Published by the American Society of Agricultural and Biological Engineers, St. Joseph, Michigan

Citation:  2012 Dallas, Texas, July 29 - August 1, 2012  121336707.(doi:10.13031/2013.41856)
Authors:   Adrian A Koller, Jorge A Rascon, Eric Lam, Max Metcalf, Austin Childers, Bill Raun, Randy Taylor, Paul Weckler
Keywords:   Hand planter, developing world, corn production, yield increase

Maize production provides crucial food for people in third world countries, where it has not only become a staple food but also a major income source for farmers.

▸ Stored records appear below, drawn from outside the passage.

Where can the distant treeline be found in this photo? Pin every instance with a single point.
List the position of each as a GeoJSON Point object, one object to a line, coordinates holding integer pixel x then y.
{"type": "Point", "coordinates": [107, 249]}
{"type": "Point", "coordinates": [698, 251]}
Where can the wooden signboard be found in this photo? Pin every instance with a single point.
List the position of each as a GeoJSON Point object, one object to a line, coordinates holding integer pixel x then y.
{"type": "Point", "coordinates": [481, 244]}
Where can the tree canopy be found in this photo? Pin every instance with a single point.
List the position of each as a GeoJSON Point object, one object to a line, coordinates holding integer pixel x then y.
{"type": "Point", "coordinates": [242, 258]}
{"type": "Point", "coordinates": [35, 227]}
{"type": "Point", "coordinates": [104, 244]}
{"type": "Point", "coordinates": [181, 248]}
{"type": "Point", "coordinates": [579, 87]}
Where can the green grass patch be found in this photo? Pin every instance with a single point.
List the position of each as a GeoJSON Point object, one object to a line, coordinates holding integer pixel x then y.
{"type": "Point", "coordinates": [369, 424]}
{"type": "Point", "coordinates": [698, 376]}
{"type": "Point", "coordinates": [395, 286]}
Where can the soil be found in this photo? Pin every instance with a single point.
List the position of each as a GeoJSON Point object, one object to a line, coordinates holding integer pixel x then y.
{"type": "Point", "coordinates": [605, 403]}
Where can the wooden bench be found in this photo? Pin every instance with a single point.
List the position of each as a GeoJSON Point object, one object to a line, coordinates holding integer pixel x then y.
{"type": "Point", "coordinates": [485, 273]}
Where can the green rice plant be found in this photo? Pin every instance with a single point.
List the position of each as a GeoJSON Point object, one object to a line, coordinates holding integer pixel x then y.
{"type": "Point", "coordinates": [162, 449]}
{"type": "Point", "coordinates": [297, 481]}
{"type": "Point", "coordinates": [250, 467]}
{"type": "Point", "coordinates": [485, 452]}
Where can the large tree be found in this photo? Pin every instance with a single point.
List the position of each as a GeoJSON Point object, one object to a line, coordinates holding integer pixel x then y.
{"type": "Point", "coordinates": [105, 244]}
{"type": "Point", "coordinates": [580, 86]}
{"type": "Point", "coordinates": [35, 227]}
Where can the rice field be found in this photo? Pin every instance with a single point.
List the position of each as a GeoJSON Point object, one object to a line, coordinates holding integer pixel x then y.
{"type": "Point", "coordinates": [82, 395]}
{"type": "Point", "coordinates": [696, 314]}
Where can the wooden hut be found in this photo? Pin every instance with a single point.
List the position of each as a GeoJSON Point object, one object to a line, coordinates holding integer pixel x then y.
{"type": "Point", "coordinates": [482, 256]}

Of roughly 34 million hectares of corn planted in the developing world, about 21 million hectares are planted by rudimentary methods that involve poking the ground with a stick and dropping the seeds into the ground. Some of the more durable tools are equipped with a heavy iron tip that enhances ground penetration. Two or more seeds planted in the same place reduces yield potential due to intraspecific interference. Also in-row plant spacing is generally too large, again reducing the potential yield. The objective of this work is to design and develop a hand-operated, robust, light-weight, novel stick planter that is able to singulate seeds into the ground. The key design elements of the stick planter consist of a reciprocating drum for seed singulation and an extension spring system providing the restoring force.